We all have come across the word “antibodies” at some point, if not frequently. These specialized Y-shaped proteins consist of two polypeptides — heavy and light chains — which bind to the body’s foreign invaders, whether they are bacteria, fungi, parasites, or viruses. A nanobody is the recombinant protein version of heavy-chain only antibodies. It is the smallest antigen-binding entity.
The term “nanobody” was introduced by the Belgian biopharmaceutical company Ablynx, which was acquired by Sanofi in 2018. About 30 years ago, a group of Belgian scientists discovered non-canonical types of heavy-chain only antibodies (hCAb) in the blood of Camelidae, in addition to conventional antibodies. hCAb contains one variable domain (VHH) and two constant domains (CH2, CH3).
The recombinant VHH-domain is usually referred to as a nanobody. The unique features of nanobodies — small size, high stability, strong antigen-binding affinity, solubility, and natural origin — make them suitable for development into next-generation bio-drugs.
Initially, nanobodies were used just for research purposes, until a few years ago, when the first nanobody drug, Ablynx’s Cablivi (caplacizumab), was approved by the EMA (2018) followed by the FDA (2019). Since then, research into nanobodies as a therapeutic has dramatically increased in the fields of oncology, neurodegenerative diseases, and viral infections. At least 20 different nanobodies are currently being tested in different clinical trials. In addition to these ongoing efforts, the superior properties of nanobodies have also led to research into their efficacy for passive treatment of type I allergy.
Why are nanobodies considered a better alternative to conventional antibodies to treat allergy?
Type I allergy is an immunoglobulin E (IgE) antibody-mediated hypersensitivity disease and a common health problem affecting almost 30% of the population worldwide. Although pharmacotherapy-based anti-inflammatory drugs are the most common approach for reducing allergy symptoms, only allergen-specific immunotherapy (AIT) is an effective treatment for type I allergy. In contrast to vaccination with allergens, which induces allergen-specific IgG “blocking” antibodies, AIT involves direct delivery of recombinant allergen-specific IgG antibodies in order to achieve passive immunization.
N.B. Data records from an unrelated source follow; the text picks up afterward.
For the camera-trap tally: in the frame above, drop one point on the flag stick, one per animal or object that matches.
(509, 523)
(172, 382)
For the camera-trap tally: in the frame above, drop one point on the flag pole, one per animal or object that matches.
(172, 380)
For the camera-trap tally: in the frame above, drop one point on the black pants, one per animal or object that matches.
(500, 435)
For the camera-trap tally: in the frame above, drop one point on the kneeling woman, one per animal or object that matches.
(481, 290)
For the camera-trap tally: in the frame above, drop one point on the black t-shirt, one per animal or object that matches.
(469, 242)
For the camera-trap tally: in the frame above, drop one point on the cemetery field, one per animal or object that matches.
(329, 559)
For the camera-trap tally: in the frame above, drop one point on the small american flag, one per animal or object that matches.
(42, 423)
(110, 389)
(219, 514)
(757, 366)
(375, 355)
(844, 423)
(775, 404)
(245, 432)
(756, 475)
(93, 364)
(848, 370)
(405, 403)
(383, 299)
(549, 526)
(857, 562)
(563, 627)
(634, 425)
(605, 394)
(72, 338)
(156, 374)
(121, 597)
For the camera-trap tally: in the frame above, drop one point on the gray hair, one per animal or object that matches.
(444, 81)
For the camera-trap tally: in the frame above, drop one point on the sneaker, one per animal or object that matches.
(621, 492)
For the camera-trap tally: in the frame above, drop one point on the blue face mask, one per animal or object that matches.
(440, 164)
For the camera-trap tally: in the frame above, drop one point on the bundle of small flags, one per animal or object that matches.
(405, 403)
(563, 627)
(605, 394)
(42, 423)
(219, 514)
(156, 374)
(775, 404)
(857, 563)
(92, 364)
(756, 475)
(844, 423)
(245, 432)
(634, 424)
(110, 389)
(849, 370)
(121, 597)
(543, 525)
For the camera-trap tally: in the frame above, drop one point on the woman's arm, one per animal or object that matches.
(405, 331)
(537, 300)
In total, at least 17 antibody-based treatments for allergy and atopic dermatitis have been under development in recent years. For example, omalizumab (Xolair) is a humanized monoclonal antibody that binds to free human IgE and is used as a medication for asthma.
The identification and generation of conventional blocking antibodies are associated with the high cost of production (omalizumab for example), validation, and application, while nanobodies represent a cost-effective alternative to blocking conventional antibodies.
Nanobodies overlapping with antibody binding sites on allergens prevent IgE-mediated allergic reactions
Source: Frontiers in Immunology
In addition to minimal production costs, nanobodies are highly stable as compared to conventional antibodies, which is important both for long-term safety as well as use in developing countries.
Along with unique features of nanobodies such as small size (12 to 15 kDa), natural origin, and extended CDR3 loop with the formation of unusual paratopes, their usefulness in modulating enzyme activity suggests that allergen-specific nanobodies could modulate or inhibit the proteolytic activity of certain allergens and reduce their penetration capacity through mucosal surfaces. In 2019, researchers from the University of Science and Technology of China isolated a nanobody specific for a major peanut allergen from a synthetic library of humanized nanobodies via phage display. However, the affinity of the nanobody needs improvement before it can be used for the first use case as a biosensor for peanut allergen detection.
Limitations to the use of nanobodies:
Like all therapies, nanobodies also have drawbacks. Their small size results in rapid clearance through the kidneys, leading to reduced half lives. Therefore, to ensure enough volume of nanobodies to achieve the specified effect, recurrent dosing is required, which can cause side effects like kidney toxicity. There could be a risk of immune reaction because they are biologics.
However, these problems could be overcome. For example, by fusing nanobodies to albumin, the half life could be increased and allow them to remain within the blood longer. Also, the immunogenicity of nanobodies could be tackled via the process of humanization.
Conclusion:
Not only do the unique features of nanobodies make them suitable for passive allergy treatment, but in addition, their ability to be modified as bi-valent or oligo-valent derivatives with inhibitory potential shows promise for the development of nanobody-based drugs against serious allergens.